Dodo Alive! - Resurrecting the Dodo with Robotics and AI: Hardware & Design

Lecturer (assistant)
  • Sami Haddadin [L]
  • Fajar Budiman
  • Quang Hoan Le
  • Dennis Ossadnik
  • Abdalla Swikir
Duration1 SWS
TermSommersemester 2023
Language of instructionEnglish
Position within curriculaSee TUMonline

Admission information


After completing this module, students should have gained broad knowledge in developing legged robots. They should also have acquired problem-solving and team-working skills. The students will have obtained practical and methodological skills to gain diverse competencies far beyond basic theory.

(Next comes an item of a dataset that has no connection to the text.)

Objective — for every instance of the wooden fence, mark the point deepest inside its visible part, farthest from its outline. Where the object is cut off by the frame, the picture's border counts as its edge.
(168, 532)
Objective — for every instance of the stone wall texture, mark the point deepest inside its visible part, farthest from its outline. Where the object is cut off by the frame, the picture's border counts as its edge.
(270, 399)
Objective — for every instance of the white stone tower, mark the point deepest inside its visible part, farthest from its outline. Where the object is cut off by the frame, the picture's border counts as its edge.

Imagine that you are at the natural history museum. You wander around and take a look at different parts of the museum. Suddenly, a robot in the form of a long extinct species – the Dodo – moves towards you, starts talking to you and tells you about itself. This course covers constructing an autonomous, intelligent, walking, Dodo-like robot, which requires a combination of a wide spectrum of fields, including design, control, navigation, locomotion, perception and AI. During this laboratory course, the students will develop the necessary skills to design and construct various components of “Robo-Dodo”, as part of a long-term, iterative project. After some introductory classes, a practical phase will follow in which the students work closely together in interdisciplinary groups. The students will be divided into three groups: 1. modeling and control in Matlab/Simulink; 2. hardware/software development, including design of the mechanical and electrical components, microcontroller programming and low-level motor control; and 3. CAD design, which encompasses the mechanical design of links and frames as well as 3D printing of the respective parts. All components will be integrated in a unified prototype. The long-term goal is to bring the famous Dodo back to life within a collective effort.

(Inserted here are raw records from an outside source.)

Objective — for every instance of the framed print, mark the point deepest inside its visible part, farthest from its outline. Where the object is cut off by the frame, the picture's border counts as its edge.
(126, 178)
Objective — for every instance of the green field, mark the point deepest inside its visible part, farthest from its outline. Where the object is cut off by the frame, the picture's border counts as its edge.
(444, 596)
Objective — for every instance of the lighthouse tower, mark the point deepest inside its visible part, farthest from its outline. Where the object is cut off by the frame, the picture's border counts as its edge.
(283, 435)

We expect that the student is familiar with basic electronics and µC programming or some basic CAD.

Teaching and learning methods

- Introductory classes - Independent student work - Team work (including supervised and unsupervised work in the laboratory)

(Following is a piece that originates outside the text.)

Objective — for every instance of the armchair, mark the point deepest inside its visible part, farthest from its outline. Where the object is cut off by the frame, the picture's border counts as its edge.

The module mark is determined by a final project work, in which the students demonstrate their ability to work in a team and to put theory into practice. This includes a 10 minute presentation and a written report (10-15 pages) in which the students present their results. Here the functionality of the final application is evaluated, as well as its development and testing process and the theoretical principles used for it.

Recommended literature

- M. W. Spong, S. Hutchinson, M. Vidyasagar, ‘Robot Modeling and Control’, vol. 3, New York: Wiley, 2006. - R. Alexander, ‘Locomotion of Animals’, Springer, 1982. - R. M. N. Alexander, R. McNeill, G. Goldspink, ‘Mechanics and energetics of animal locomotion’, Chapman and Hall, 1977. - H. Choset, K. Lynch, S. Hutchinson, G. Kantor, W. Burgard, L. Kavraki, S. Thrun, ‘Principles of Robot Motion: Theory, Algorithms, and Implementation’, MIT Press, 2005. - B. Siciliano, O. Khatib, ‘Springer Handbook of Robotics’, Springer, 2016. - M. W. Spong, S. Hutchinson, M. Vidyasagar, ‘Robot modeling and control’, vol. 3. New York: Wiley, 2006. - C. M. Bishop, ‘Neural networks for pattern recognition’, Oxford university press, 1995. - Cotton, Sebastien, et al. "Fastrunner: A fast, efficient and robust bipedal robot. concept and planar simulation." 2012 IEEE International Conference on Robotics and Automation. IEEE, 2012.